How do you think an alternator works?  It generates 3-phase AC (via a rotating field, in automotive alternators) and runs the output of the delta (or wye) stator windings through six diodes (rectifiers).

I don't know as this is more or less efficient that running a battery charger from the main generator's output.

13
Listeroid Engines / Re: rpm
« on: January 10, 2007, 03:23:07 PM »
I haven't purchased one.  They use a piezo pickup, like my Kent-Moore J-33300 Tach-n-Time units do, or the Snap-On MT257(a).  The pickup clamps around one of the injector lines and senses the injection pulse.

14
Listeroid Engines / Re: rpm
« on: January 09, 2007, 05:36:27 AM »
Two more: low-tech Vibra-tach (I've owned one since about 1976), and high-tech Tiny-Tach.

15
Listeroid Engines / Re: "Kit engines".......where?
« on: December 04, 2006, 06:58:40 AM »
. . . that would be a violation of copyright law.

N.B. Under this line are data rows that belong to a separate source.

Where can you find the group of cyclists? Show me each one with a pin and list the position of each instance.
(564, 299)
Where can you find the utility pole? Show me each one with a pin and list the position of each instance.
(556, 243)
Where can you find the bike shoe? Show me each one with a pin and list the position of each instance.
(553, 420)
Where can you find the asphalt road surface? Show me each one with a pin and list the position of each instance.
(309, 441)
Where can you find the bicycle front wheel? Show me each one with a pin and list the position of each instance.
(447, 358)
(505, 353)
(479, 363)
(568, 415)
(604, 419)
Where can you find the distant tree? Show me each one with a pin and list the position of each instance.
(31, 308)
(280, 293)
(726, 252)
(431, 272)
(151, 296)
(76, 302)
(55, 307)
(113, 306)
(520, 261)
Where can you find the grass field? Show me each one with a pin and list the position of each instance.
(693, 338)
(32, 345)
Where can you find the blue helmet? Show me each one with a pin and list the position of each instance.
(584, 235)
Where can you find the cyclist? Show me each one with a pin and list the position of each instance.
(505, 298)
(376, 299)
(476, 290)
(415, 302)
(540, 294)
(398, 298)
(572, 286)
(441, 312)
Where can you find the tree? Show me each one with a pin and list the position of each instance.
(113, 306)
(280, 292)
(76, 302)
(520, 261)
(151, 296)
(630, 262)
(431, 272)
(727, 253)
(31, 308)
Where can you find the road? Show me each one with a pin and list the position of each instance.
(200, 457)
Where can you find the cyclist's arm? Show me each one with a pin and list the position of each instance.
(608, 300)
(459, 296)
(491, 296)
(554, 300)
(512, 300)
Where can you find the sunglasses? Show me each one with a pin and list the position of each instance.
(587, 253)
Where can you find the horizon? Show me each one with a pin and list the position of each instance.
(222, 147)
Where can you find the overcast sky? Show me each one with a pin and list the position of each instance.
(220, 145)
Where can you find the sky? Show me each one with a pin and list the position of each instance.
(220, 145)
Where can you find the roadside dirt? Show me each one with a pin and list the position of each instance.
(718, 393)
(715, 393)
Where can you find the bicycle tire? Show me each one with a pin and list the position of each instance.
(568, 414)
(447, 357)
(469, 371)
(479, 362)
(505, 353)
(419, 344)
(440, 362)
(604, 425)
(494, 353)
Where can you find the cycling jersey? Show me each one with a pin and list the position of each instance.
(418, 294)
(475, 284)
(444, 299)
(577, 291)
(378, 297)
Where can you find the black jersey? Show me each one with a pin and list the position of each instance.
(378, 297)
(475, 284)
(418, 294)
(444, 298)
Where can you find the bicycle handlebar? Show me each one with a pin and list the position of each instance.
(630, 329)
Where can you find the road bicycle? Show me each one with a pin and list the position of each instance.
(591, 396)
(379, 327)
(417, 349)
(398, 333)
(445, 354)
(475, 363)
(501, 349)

Geno: only if the images are copyrighted -- and, if they were, I assume that the copyright holder would be Quinn, not George.  But that's a side issue.  Be that as it may . . .

Quote from: Geno
Maybe you should just suggest someone else violate the law? Oh, wait, thats what you did.

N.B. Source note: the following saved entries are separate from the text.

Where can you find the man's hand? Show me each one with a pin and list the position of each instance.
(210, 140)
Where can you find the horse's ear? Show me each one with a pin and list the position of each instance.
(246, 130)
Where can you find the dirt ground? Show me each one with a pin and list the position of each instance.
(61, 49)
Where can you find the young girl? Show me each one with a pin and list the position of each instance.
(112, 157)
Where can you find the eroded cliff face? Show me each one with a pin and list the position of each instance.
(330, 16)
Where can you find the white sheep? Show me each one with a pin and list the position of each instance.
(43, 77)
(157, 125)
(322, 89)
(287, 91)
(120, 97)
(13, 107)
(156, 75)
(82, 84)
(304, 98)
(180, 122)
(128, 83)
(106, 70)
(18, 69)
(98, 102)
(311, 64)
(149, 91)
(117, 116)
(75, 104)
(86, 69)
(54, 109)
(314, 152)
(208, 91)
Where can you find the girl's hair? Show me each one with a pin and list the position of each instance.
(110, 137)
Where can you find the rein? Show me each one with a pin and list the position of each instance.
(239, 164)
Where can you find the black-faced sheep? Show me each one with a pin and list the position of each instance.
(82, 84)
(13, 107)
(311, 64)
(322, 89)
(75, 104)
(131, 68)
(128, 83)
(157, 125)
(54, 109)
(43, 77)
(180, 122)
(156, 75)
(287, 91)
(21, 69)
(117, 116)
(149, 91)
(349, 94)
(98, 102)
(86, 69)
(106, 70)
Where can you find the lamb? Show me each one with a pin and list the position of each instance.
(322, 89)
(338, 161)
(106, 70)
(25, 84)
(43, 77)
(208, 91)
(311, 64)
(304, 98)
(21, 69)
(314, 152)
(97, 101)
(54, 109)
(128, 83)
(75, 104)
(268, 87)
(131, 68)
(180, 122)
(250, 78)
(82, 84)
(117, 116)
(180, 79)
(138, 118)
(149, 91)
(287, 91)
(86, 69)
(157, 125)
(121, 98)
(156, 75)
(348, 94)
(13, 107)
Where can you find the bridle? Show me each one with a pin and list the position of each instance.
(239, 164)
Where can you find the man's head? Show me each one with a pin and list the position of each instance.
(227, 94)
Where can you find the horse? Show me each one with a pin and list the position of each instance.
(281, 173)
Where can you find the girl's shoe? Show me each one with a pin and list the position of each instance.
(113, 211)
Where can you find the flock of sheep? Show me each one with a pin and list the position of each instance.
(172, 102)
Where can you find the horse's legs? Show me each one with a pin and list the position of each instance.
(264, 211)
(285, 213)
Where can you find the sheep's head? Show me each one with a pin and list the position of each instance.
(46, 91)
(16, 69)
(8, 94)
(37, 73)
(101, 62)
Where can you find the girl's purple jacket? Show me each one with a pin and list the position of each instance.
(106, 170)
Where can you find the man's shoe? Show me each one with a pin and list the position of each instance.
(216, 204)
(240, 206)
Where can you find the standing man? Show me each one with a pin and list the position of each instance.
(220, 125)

The law to which you refer being copyright law?  I only want to see the images that he "lets" IE users see.  I have no interest in copying them, and as a maintainer of several hobby websites myself, I know firsthand how it hurts to have others use my work and call it their own.  I have had extensive original work lifted whole and copied to another site.  But I don't attempt user-agent-specific code to avoid that situation, because when you put barriers between your message and the recipient, you lose audience.

So when I typed, "Someone should put the text and images on a web page so everyone can see them, this looks like an interesting article," I meant just that.  Just like 99.5% of the rest of the web.  If I make information available on a webpage, I make it available.  Not just to IE users or Firefox users or even graphical-interface users.  If you want to browse my site using Lynx or whatever, you still have all the info I wrote available to you.  George hasn't, and that's a shame because he has a huge collection of good information.

Joe: I assume that one or several folks reading this right now have an established relationship with George.  That assumption is based on his name coming up every five posts ;)  I am not an influencer in George's world the way some of you are.  I put my initial suggestion out there to see if the "problem" was really a problem: if it only affects 1% of George's audience, who cares?  But if it's a larger problem than that, then perhaps someone should tell George that that page has a bunch of black squares where many of Quinn's pictures should be.  I showed why that happens specifically, and why it's not a Good Thing.

Sorry if I've ruffled feathers -- Geno, I'm talking to you here.  I respect others work and their rights.  I am also a vocal critic of Things That Don't Work.  And I know things and appreciate others who also know things -- which is why this is a good place to lurk or speak out, as the case may be.